ChatterScene.com said...

Awesome TY Soooo Much!

ecclesp said...

It is May 2013 and this post is still one of the best I have ever found on Copic markers guidelines. Thank you! I am going to print this out to keep as a reference. Patsy

maggie oberly said...

i am new to the whole copic marker scene and have viewed about 50 youtube videos and blogs. your site has been the best of all. thanks for sharing your knowledge.

maggie oberly said...

i am new to the whole copic marker scene and have viewed about 50 youtube videos and blogs. your site has been the best of all. thanks for sharing your knowledge.

Diane Enarson said...

I just found your site!! Thank you so much!
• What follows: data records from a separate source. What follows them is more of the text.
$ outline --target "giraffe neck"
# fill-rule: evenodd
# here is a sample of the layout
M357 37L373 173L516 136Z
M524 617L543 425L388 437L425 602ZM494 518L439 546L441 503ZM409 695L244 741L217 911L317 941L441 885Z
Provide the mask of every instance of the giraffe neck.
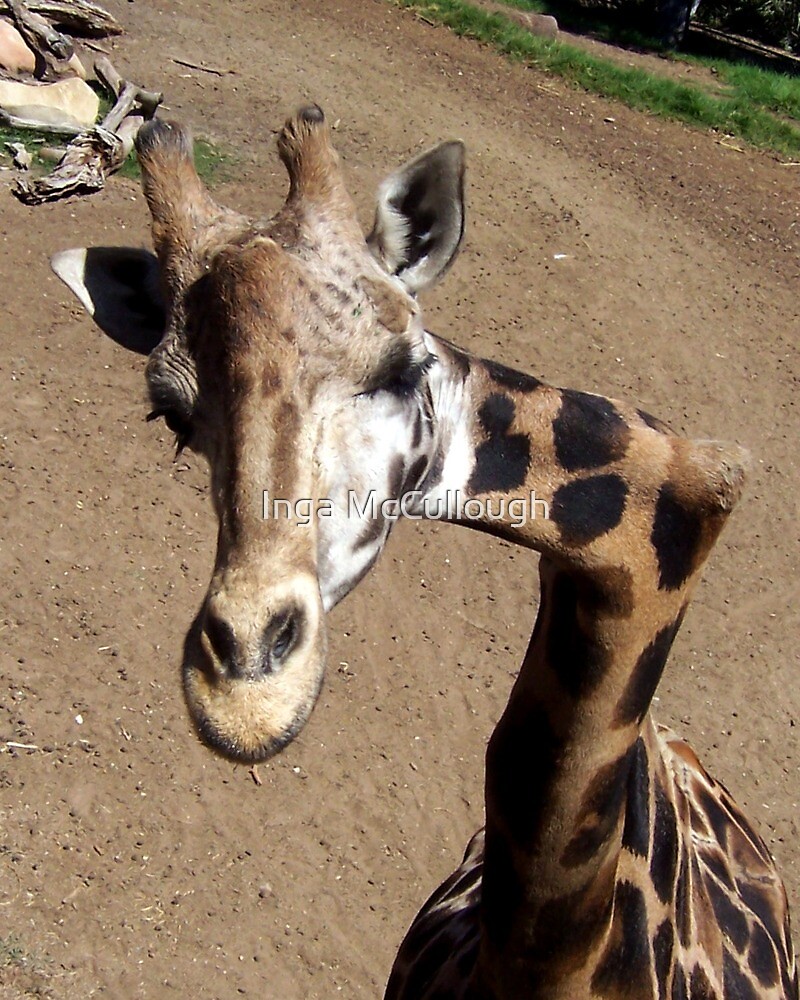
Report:
M426 499L457 497L452 520L542 554L536 626L486 759L481 939L496 995L534 996L531 977L557 978L608 930L650 702L742 455L434 346ZM532 495L549 516L508 503Z
M482 963L498 996L538 996L598 948L623 844L650 850L627 803L647 794L648 709L689 589L640 612L641 592L611 575L598 585L544 556L540 578L486 756Z
M616 564L604 536L686 464L690 443L629 405L429 343L439 363L425 513L444 505L450 520L587 570Z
As someone that just "found" copic markers and projects on pinterest and have been fascinated by it but afraid b/c I too don't really know what I'm doing and don't want to buy the "wrong" things and get overwhelmed b/c I don't know how to start...Thanks for sharing your experience and making it easier for newbies! :)

Cathy said...

This is so helpful, thank you, Cathy x

Cathy said...

This is so helpful, thank you, Cathy x

Carol said...

Very well done post! Too bad I didn't find this when I was just learning about Copic markers. You seem to have distilled into one place everything a beginner usually finds out only after weeks of research. I'm also grateful for the color match charts of the different cardstock lines. Thank you for sharing your knowledge and hard work.